Basic Safety Message (BSM)

/BAY-sik SAYF-tee MES-ij/
A standardized V2X broadcast defined by SAE J2735 containing vehicle position, speed, heading, acceleration, and brake status. Transmitted 10 times per second on the 5.9 GHz ITS band using DSRC (IEEE 802.11p) or C-V2X (3GPP PC5 sidelink). BSMs enable cooperative awareness for collision avoidance applications including intersection assist, forward collision warning, and emergency brake light propagation. Received within 300 ms with 1.5-meter position accuracy.
Standard: SAE J2735
Rate: 10 Hz (100 ms)
Band: 5.850–5.925 GHz

Understanding the Basic Safety Message

The BSM is the cornerstone of vehicle safety communications. Every equipped vehicle continuously broadcasts its kinematic state, creating a real-time map of all nearby vehicles, even those hidden by buildings, trucks, or terrain. This cooperative awareness fundamentally transforms collision avoidance from a single-vehicle sensor problem (cameras, radar, lidar) into a networked information-sharing system.

The 10 Hz broadcast rate was carefully chosen to balance safety requirements against channel congestion. At highway speeds (120 km/h), a vehicle moves 3.3 meters between broadcasts, providing sufficient position update granularity for threat assessment. The message is short (38 to 300 bytes) and transmitted as a single OFDM burst, minimizing channel occupancy and latency.

BSM Specifications

BSM Part I (mandatory, 38 bytes):
Position: lat/lon (1/10 µ°), elevation
Speed: 0.02 m/s resolution
Heading: 0.0125° resolution
Accel: longitudinal + lateral
Brake status + vehicle size

Channel Requirements:
Frequency: 5.9 GHz (Ch. 172, 10 MHz BW)
TX power: 20 dBm (EIRP)
Range: 300–1000 m (LOS)
Latency: < 100 ms (air interface)

Channel Load (dense scenario):
1000 vehicles × 10 BSM/s × 300 bytes
= 24 Mbps aggregate (near channel limit)

DSRC vs.

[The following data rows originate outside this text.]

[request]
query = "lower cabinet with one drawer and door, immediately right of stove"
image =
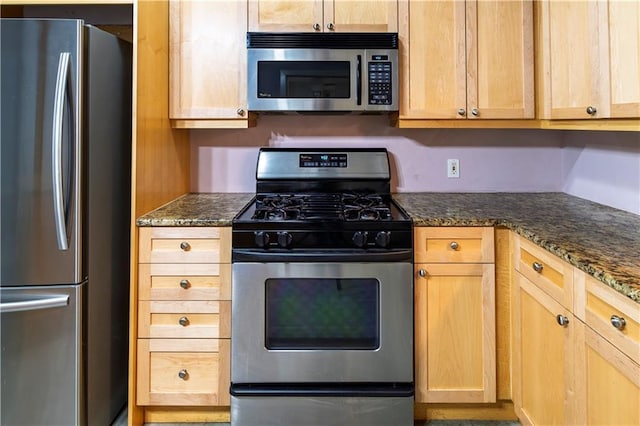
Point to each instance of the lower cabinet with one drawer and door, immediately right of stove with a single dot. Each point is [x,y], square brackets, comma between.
[455,359]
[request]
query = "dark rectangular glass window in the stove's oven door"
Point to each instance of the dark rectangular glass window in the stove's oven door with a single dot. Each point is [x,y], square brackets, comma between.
[319,313]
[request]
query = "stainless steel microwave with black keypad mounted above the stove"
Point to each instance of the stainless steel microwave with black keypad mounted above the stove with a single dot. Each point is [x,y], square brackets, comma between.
[327,72]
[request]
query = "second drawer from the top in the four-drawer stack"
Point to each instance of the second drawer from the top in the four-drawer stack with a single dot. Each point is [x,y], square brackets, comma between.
[176,281]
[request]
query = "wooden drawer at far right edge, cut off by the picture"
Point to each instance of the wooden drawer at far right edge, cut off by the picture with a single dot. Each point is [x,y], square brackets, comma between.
[609,313]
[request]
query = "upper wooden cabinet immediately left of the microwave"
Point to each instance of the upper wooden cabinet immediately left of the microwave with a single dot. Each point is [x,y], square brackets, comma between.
[207,64]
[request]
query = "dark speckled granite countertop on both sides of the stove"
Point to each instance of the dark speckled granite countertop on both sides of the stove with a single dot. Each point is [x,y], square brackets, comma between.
[602,241]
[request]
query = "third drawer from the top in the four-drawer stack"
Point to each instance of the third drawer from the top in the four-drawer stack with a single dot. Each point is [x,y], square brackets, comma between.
[190,319]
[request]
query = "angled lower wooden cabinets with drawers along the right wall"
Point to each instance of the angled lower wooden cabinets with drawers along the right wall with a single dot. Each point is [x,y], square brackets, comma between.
[576,344]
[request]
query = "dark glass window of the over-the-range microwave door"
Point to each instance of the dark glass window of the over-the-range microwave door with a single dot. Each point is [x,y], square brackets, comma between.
[304,79]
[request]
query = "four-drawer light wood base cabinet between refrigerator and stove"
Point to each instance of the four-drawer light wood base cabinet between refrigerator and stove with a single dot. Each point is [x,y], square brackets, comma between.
[184,316]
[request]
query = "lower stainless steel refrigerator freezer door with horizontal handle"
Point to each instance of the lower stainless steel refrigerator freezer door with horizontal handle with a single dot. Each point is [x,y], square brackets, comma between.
[41,355]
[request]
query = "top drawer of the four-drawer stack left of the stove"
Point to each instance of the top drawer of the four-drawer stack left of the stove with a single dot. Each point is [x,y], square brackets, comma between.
[185,245]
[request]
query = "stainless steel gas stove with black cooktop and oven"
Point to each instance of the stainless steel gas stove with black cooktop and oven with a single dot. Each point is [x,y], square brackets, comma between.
[322,304]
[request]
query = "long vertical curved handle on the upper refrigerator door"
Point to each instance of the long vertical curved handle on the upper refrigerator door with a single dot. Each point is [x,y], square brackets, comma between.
[56,149]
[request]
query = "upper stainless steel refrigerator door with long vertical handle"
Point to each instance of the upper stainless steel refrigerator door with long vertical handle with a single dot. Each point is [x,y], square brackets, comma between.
[41,76]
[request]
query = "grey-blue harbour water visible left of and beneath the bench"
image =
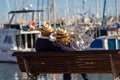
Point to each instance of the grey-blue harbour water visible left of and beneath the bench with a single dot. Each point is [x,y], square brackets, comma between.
[12,72]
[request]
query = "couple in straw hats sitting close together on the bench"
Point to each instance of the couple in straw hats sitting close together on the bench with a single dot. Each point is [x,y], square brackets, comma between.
[61,43]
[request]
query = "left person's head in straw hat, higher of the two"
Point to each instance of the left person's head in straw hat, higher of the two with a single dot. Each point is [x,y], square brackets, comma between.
[46,30]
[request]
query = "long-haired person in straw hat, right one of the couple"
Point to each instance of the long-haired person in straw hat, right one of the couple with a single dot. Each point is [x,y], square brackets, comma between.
[63,41]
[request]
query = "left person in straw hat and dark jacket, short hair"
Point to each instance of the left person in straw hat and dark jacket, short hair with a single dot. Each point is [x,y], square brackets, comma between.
[43,43]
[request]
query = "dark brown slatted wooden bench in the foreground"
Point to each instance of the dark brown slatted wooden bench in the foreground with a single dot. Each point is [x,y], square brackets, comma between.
[90,61]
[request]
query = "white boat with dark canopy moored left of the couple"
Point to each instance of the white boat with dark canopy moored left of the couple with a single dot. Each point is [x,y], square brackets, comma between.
[18,36]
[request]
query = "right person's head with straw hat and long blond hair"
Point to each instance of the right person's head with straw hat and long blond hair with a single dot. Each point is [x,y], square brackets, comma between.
[63,37]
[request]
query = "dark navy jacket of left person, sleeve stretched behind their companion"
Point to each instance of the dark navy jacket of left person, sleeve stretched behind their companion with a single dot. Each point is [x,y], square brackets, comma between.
[44,44]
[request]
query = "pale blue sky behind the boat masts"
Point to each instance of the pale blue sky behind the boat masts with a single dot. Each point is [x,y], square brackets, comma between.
[75,6]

C-V2X for BSM

ParameterDSRC (802.11p)C-V2X (PC5)
ModulationOFDM, BPSK to 64-QAMSC-FDMA
Channel BW10 MHz10/20 MHz
Latency< 2 ms< 5 ms
Range (NLOS)~200 m~300 m (+3 dB)
InfrastructureNot requiredOptional (Mode 4)
Common Questions

Frequently Asked Questions

What data does a BSM contain?

Part I (mandatory, 38 bytes): position (lat/lon/elev), speed, heading, accel, brake status, vehicle size. Part II (optional): path history (23 points), event flags (hard braking, ABS), exterior lights. Total: 38 to 300+ bytes.

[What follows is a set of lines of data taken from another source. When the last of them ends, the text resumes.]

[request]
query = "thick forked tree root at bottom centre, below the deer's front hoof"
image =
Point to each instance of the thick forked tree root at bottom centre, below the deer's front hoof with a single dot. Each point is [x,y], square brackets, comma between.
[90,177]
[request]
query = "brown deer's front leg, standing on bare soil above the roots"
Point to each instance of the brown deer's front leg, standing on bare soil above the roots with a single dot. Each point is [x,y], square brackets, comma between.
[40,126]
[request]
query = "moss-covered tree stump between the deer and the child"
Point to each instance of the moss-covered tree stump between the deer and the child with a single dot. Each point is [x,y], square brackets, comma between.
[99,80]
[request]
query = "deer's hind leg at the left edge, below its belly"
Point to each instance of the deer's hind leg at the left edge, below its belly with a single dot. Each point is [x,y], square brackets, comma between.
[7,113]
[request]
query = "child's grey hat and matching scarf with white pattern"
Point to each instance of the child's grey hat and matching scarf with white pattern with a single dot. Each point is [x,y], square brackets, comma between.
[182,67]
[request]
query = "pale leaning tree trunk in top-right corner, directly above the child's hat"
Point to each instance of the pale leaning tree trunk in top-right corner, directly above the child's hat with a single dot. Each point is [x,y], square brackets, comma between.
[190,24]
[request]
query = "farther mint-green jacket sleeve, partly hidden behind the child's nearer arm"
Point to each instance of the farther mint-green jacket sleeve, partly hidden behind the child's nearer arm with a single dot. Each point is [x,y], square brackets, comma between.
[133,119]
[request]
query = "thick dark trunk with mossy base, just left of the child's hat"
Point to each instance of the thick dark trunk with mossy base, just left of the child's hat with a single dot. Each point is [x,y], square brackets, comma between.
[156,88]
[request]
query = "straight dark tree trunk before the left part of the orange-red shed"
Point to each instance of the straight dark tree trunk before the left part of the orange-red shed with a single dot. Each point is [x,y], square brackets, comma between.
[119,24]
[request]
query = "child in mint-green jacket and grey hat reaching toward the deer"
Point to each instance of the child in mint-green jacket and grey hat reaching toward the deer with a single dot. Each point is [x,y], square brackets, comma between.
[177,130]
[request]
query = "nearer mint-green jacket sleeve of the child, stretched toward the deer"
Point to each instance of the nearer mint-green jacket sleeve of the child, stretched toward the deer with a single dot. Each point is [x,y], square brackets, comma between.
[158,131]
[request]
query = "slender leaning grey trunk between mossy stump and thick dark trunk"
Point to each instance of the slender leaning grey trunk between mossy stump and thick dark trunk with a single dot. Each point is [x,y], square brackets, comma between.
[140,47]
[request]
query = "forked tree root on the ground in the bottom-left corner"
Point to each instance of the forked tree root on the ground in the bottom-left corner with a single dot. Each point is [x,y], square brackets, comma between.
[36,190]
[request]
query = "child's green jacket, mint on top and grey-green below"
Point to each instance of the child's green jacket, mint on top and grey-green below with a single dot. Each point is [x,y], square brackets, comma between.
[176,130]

What RF technology carries BSMs?

DSRC (802.11p): OFDM, <2 ms latency, deployed since 2017. C-V2X (PC5 sidelink): LTE/NR-based, +3 dB NLOS advantage. Both on 5.9 GHz. Coexistence per FCC R&O 20-164. Dual-mode radios for interoperability.

How do BSMs prevent collisions?

Intersection assist (red-light warnings). Forward collision warning (closing speed). Emergency brake light (beyond line-of-sight). Left turn assist (oncoming traffic). Requires: <300 ms reception, 1.5 m position accuracy, 10 Hz updates.